2. Backup Care Programs—These programs give employees access to reliable caregiving alternatives when their regular arrangements break down. The best backup care resources: are available 24/7/365; give employees access to live care representatives, not just an online database of caregivers; are highly flexible, allowing employees to use (and pay) trusted family members and friends as backup caregivers; and provide caregiving resources for children, older loved ones, pets, and employees themselves. The demand for backup care programs continues to escalate; in 2017, utilization of LifeCare’s Backup Care Connection program increased more than 40%, and in 2018, LifeCare’s client organizations accounted for more than 70,000 visits to alternate care providers.
3. Wellness Programs—Wellness is another area where you can be inclusive and address a wide range of issues and needs. For example, you might focus on educating employees about specific health risks. Or you could provide preventative services such as biometric screenings. Or you could concentrate on specific problems such as diabetes, nutrition, smoking cessation or financial wellness. In fact, financial wellness is such a pervasive concern these days that LifeCare saw a 74% increase in requests for financial hardship counseling in 2018. Whatever you choose to focus on, giving employees access to wellness programs will pay dividends in improved employee health and your company’s alignment to D&I.
4. Pet Care Support Programs— For many of your employees, pets are family. Pets are also good for their health, happiness and productivity. So supporting pet care for your employees—particularly those who travel frequently for business—is a smart move. Pet care support can include telephonic access to specialists who can help locate veterinarians and other professional resources; pet backup care for times when employees travel or when their regular vets aren’t available; and discounts on pet supplies and services. If you think of pet care as a “niche” issue, think again: LifeCare saw a 72% increase in requests for assistance with pet care in 2018.
5. Career Development & Educational Support Programs—We’re not suggesting you pick up the educational tab for everyone in employees’ families! Your inclusiveness only needs to extend to your workers, but the career/educational programs you launch should help employees no matter what stage they’re at in their careers, what functions they work in, or whatever their professional goals are. These programs can include tuition reimbursement, student loan repayment assistance, internal coaching and mentoring programs, training workshops, and a host of other options. As research shows, career and educational support not only enhances your commitment to D&I but it also improves employee retention and the growth of your business.
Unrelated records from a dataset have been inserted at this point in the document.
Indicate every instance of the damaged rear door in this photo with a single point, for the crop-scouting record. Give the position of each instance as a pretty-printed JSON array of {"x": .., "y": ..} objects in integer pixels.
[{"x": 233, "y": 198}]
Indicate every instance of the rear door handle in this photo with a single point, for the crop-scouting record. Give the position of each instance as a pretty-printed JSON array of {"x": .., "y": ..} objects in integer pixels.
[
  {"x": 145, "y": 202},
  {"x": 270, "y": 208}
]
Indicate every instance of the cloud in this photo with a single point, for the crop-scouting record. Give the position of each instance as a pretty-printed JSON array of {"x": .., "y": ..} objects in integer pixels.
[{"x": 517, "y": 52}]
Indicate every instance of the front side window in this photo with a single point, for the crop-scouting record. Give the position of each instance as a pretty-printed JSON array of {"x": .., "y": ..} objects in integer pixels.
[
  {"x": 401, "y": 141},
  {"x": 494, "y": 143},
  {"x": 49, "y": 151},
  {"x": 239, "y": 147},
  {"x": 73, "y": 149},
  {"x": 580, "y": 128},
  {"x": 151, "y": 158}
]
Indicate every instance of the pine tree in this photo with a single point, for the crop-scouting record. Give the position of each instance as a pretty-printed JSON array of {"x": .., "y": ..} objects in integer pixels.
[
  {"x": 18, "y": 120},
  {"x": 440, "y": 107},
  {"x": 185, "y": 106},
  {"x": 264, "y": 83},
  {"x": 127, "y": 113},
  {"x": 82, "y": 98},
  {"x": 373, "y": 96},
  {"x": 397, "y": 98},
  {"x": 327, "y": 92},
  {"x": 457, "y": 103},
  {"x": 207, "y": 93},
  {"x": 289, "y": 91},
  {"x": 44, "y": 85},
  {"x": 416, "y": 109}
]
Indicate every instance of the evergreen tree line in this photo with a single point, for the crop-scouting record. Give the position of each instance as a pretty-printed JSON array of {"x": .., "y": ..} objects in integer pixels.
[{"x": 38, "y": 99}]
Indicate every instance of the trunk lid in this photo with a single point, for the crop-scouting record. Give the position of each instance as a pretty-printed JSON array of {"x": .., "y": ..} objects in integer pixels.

Clearly, you should factor diversity and inclusion into your employee benefits. Otherwise you risk creating a serious disconnect in your messaging to win new talent, not to mention undermining the performance of your employees and your company.
As it turns out, your c-suite most likely wants greater alignment with D&I as well. A study by The Economist found that the majority of global business leaders it surveyed believe D&I promote better talent management (71%), employee satisfaction (64%), and corporate reputation (57%).